“The more you love the decisions you make, the less you will need others to love those decisions.” – Unknown
I don’t remember where I picked this quote up from, but it was likely Social Media (TikTok or Instagram)
I raise an objection. Mostly because the wrong word is used here. I think.
Need vs. Want.
In my perspective, it feels like “Need” implies that it is some character trait / defect or flaw. Especially when it’s attached to some psychological or intangible trait like “love.”
Generally speaking, I’ve found that we all have a trigger. It’s a need/want trigger. Speaking strictly for myself:
I need human connection in my life.
I need to feel respected.
I need to feel like I am heard.
I want love to be reciprocal, whether in a friendship or relationship.
I want to be good, just, and kind.
But all of these things, generally are based on a perception of how I’m seen connected or conflated with how I feel I’m treated. I find the only way those perceptions change is by utilizing communication.
More personally, I take great offense with those who say to me “you just need to love yourself more.” or “all you need in life is to love yourself.” To me, that’s a bunch of malarky. Very few people, I think, could live a life of solitude. If you’re a monk, MAAAAAAAAYBE. But even then, they’re not alone.
When a decision has been made that affects or effects a path you’re on, and when those decisions have a direct affect (perceived or real) on one’s person’s life… Then, what I want you to know is that I need to be involved in the discussion.
When you respect a person’s opinion or respect a person in general. You WANT their acceptance; you WANT to meet like-minded people. Within a relationship, there are many times you must make decisions based on your needs (whether those needs are being met or not).
Now, that’s not to say that your decision will not an effect on the other’s lives – in relationships, they always do. Those are the times some would see your choices and decisions as selfish, and they probably are. Not only should you be able to explain the decisions, but obviously you should consider the impact on others. Because only if you’re aware a problem exists can you do anything to fix it.
Other times, consulting or including another in the process is called being considerate. It also has the added benefit of showing a person that you care about their experience, too. Though, some will see this as being burdensome or judgmental. It is sometimes necessary to listen to someone else’s perspective on a particular issue — but you do not have to take their advice. Remember that.
This life is not meant to be lived in isolation. If that were true, we would all still be living on farms or in isolation pods. It’s often said, “it takes a village.

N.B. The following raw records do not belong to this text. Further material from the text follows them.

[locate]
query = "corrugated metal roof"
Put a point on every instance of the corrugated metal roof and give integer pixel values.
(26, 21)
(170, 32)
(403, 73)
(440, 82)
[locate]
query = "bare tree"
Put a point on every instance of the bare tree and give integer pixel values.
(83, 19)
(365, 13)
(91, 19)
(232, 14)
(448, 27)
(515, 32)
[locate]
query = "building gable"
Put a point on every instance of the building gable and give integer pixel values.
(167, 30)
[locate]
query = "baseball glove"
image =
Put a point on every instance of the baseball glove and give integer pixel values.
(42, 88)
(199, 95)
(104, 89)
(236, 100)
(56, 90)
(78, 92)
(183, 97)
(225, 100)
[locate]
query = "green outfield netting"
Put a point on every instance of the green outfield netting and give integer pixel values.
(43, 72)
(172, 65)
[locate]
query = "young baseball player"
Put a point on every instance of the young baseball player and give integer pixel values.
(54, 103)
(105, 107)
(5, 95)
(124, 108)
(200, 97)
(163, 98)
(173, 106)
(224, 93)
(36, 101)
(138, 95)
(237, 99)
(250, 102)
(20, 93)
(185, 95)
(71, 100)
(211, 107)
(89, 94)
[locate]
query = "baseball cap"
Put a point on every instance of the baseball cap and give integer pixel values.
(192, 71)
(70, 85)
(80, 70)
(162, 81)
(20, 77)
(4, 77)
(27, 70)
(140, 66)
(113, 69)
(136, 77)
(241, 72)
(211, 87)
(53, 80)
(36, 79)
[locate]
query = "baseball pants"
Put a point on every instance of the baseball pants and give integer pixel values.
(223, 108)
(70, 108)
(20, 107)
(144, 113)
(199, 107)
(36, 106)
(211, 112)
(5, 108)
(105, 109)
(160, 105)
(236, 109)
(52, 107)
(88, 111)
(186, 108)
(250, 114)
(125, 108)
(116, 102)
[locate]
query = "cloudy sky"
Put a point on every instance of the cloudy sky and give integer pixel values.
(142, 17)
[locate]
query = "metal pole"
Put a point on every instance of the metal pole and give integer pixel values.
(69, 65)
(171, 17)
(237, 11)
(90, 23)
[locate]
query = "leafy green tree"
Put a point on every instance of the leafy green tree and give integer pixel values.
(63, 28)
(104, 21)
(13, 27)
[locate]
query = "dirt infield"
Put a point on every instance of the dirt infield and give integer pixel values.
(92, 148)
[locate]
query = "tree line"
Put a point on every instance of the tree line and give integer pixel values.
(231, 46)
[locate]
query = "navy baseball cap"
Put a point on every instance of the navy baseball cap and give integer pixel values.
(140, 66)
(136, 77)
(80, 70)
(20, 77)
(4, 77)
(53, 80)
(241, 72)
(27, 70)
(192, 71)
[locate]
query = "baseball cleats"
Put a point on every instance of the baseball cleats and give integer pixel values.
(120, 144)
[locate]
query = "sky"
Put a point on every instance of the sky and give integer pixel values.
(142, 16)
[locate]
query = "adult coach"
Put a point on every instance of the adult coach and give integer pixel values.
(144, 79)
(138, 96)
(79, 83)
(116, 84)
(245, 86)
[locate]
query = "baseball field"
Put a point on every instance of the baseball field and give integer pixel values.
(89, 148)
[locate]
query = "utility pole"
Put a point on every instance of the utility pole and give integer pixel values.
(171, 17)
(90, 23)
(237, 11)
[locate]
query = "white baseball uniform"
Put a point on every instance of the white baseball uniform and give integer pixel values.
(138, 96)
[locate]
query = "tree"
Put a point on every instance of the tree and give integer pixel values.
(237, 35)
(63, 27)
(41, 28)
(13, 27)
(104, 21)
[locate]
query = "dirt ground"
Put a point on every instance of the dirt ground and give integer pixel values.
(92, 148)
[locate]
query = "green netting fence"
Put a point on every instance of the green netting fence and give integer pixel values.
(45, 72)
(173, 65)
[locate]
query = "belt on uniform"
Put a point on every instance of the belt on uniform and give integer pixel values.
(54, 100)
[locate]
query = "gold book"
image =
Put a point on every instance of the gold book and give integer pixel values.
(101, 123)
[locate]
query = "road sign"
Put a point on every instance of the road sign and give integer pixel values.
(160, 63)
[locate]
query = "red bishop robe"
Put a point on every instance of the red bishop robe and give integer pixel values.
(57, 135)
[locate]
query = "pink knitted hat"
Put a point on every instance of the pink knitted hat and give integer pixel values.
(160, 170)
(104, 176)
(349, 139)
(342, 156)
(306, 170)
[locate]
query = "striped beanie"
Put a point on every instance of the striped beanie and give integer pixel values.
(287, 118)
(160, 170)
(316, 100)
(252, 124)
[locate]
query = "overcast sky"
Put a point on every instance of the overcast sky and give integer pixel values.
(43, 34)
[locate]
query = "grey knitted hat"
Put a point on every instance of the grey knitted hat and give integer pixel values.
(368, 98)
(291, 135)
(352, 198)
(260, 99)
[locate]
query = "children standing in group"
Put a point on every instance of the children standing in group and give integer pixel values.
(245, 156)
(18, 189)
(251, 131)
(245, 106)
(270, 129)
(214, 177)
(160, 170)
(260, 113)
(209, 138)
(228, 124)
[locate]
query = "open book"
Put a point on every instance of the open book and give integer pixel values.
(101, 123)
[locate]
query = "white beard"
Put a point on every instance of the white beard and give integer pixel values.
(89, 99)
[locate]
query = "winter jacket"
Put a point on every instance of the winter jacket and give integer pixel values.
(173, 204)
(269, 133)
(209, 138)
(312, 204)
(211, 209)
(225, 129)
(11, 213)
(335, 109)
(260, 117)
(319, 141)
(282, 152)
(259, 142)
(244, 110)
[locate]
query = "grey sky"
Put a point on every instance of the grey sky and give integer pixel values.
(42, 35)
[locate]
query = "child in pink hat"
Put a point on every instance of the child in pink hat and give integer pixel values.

But, the most important item still remains, when you make a decision that hurts someone – the most important thing you can do, the best thing you could do to clear up any hurt feelings is to discuss, apologize, or explain your side.
What I have been struggling with lately is that it feels that very few people want to (at this point) are willing to help me understand why my perspective “is flawed” instead deploying a strategy of deflection, avoidance, and distance.
And I struggle to accept those resignations.